Our discussion of Zimbra server scaling has engendered at least one spin-off: The question of the impact of rich Ajax client applications on the servers that support them. Let’s consider the big picture first, and then we will dig into Ajax …


Applications broadly consist of UI logic, business logic, and data (access & update) logic. In the old days, all of this logic ran on a “mainframe” server, which meant that per user operation, the server was responsible for doing all of the work. Traditional fat client applications, on the other hand, off-load all of the UI and most of the business logic (modulo stored procedures and triggers) from the server to the client. Fat client app’s could nevertheless hammer their servers simply by not being sophisticated about how much and how often data was being requested—that is, data shipping to the client can be more expensive than function shipping to the server (with stored procedures, triggers, et al). With a reasonably smart design, however, fat client applications typically use more client and less server CPU per operation than a corresponding server-centric application.
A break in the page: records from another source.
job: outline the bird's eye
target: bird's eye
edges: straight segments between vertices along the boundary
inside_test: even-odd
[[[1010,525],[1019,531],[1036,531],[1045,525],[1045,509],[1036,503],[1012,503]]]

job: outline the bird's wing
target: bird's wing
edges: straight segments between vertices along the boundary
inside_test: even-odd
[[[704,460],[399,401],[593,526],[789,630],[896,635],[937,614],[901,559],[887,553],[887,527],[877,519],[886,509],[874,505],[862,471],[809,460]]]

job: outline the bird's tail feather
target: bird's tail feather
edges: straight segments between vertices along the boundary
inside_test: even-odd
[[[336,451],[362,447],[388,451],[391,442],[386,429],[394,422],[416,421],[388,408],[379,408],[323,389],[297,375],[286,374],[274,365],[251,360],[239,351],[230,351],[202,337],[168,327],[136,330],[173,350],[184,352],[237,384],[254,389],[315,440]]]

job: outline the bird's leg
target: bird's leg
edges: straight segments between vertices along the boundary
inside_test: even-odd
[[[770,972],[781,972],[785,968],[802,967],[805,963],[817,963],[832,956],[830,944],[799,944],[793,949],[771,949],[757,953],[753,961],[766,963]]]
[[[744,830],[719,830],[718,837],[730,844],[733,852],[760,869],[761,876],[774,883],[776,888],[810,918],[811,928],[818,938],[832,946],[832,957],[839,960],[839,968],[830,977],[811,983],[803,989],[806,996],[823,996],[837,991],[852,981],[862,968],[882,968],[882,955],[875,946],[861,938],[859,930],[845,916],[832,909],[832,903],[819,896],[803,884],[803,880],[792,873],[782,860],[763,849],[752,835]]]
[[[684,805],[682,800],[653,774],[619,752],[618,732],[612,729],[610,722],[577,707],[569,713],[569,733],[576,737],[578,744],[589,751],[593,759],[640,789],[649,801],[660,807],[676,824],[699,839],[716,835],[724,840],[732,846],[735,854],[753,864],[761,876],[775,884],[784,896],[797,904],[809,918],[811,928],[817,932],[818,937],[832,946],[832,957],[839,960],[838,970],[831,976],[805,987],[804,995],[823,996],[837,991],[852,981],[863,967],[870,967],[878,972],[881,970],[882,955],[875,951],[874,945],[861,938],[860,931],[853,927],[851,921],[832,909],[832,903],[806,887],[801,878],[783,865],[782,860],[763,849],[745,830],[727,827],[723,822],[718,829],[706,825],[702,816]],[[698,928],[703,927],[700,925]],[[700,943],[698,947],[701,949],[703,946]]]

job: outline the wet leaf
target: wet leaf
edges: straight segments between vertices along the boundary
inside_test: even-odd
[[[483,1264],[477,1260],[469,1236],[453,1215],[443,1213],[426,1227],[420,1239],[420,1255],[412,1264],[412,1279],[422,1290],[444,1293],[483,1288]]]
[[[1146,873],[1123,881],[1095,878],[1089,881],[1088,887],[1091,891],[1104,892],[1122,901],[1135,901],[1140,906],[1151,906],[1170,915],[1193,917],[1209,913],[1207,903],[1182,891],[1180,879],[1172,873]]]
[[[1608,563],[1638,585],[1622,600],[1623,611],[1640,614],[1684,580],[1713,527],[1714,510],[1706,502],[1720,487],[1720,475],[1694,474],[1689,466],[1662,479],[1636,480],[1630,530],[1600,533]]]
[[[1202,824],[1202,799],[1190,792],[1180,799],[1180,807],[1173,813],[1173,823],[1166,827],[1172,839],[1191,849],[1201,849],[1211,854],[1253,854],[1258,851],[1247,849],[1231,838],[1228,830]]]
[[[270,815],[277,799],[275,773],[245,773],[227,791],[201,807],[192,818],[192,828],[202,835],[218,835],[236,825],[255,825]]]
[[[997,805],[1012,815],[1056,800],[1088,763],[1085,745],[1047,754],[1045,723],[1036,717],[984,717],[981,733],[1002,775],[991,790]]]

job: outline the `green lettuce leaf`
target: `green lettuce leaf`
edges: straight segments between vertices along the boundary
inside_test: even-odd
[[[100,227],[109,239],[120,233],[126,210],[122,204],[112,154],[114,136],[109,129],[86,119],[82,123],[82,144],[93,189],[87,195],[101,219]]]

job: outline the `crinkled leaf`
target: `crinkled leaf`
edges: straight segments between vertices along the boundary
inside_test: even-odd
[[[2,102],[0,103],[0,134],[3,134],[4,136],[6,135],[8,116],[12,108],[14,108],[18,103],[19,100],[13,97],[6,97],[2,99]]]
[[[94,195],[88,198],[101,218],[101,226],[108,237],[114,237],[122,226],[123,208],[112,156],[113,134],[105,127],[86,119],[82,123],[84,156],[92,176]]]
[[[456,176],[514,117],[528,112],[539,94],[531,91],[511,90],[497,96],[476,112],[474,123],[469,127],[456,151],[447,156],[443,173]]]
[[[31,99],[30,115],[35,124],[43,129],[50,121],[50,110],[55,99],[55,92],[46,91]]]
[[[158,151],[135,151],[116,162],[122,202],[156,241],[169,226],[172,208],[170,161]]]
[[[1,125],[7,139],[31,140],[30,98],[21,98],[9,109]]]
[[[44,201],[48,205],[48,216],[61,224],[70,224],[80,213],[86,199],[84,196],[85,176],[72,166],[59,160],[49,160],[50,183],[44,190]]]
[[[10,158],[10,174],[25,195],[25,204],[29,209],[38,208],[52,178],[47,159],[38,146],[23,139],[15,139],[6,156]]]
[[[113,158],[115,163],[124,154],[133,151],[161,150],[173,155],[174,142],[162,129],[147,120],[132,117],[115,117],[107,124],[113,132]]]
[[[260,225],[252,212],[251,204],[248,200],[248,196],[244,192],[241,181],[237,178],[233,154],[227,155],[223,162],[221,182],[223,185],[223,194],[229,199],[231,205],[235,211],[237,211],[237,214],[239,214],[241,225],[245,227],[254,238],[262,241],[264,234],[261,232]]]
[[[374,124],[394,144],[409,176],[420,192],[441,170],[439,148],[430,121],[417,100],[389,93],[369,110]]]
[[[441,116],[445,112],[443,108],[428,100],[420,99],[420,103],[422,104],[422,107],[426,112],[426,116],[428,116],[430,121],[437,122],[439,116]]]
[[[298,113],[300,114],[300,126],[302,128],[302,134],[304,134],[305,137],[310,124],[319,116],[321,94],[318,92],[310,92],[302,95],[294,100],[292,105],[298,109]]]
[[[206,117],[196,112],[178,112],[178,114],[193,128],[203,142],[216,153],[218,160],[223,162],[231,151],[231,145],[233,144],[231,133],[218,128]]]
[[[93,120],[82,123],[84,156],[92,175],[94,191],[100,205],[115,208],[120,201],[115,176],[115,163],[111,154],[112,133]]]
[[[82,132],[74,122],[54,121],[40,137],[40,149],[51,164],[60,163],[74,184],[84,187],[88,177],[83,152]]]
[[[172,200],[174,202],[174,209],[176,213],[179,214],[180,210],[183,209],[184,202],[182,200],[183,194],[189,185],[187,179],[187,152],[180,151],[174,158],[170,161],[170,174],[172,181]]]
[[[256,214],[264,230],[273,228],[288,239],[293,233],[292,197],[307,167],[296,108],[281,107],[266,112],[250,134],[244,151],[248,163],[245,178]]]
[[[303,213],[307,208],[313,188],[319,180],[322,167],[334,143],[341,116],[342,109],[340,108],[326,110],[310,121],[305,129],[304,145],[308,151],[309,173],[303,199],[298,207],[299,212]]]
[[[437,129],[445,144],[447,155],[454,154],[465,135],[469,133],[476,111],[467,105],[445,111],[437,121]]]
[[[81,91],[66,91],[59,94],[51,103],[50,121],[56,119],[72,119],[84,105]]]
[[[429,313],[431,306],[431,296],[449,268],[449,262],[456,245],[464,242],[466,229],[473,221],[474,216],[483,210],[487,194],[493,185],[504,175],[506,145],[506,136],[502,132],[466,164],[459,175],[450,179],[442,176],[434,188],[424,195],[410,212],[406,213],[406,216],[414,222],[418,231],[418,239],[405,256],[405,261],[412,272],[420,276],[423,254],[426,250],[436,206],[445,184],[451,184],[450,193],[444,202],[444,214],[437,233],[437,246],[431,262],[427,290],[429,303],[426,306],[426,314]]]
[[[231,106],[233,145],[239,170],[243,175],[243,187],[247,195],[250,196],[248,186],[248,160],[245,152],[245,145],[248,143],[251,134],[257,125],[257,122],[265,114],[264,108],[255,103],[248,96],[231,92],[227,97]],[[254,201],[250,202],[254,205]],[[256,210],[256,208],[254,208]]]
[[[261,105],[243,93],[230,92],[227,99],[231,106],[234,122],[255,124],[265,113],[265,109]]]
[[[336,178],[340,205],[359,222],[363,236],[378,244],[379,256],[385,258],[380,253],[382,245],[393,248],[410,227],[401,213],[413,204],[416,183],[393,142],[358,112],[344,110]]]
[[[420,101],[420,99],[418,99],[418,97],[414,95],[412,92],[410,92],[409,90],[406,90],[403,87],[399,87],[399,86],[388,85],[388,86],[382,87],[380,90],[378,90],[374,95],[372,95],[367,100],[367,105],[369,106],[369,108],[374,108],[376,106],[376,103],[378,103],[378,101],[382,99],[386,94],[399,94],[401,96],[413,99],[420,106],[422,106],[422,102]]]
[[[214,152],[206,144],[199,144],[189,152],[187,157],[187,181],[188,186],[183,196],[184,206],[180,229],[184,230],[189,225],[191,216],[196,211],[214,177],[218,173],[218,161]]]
In terms of its broader application architecture, the Web platform looks a lot more like a mainframe application: Yes, the 3270 green screen is replaced by a far richer browser and hypertext mark-up, but more of the UI and virtually all of the business logic (modulo Javascript field validation) is done on the server. (Indeed, one of the big frustrations application architects continue to have with the typical Internet application is that while we advocated a strong separation of UI logic (JSP) from business logic (JavaBeans, EJBs) and data logic (JDBC), many applications violate modular design principals by sprinkling JDBC calls directly into their JSPs.) Of course, the fat client model simply does not work on the Web: organizations can ill afford to ship their business-critical, confidential data off for untrusted applications to manipulate. However, we should recognize that in general Web applications are inherently more expensive in terms of server load than traditional client server, because the server code is also responsible for the computationally-significant UI work of constructing the HTML response for each HTTP request.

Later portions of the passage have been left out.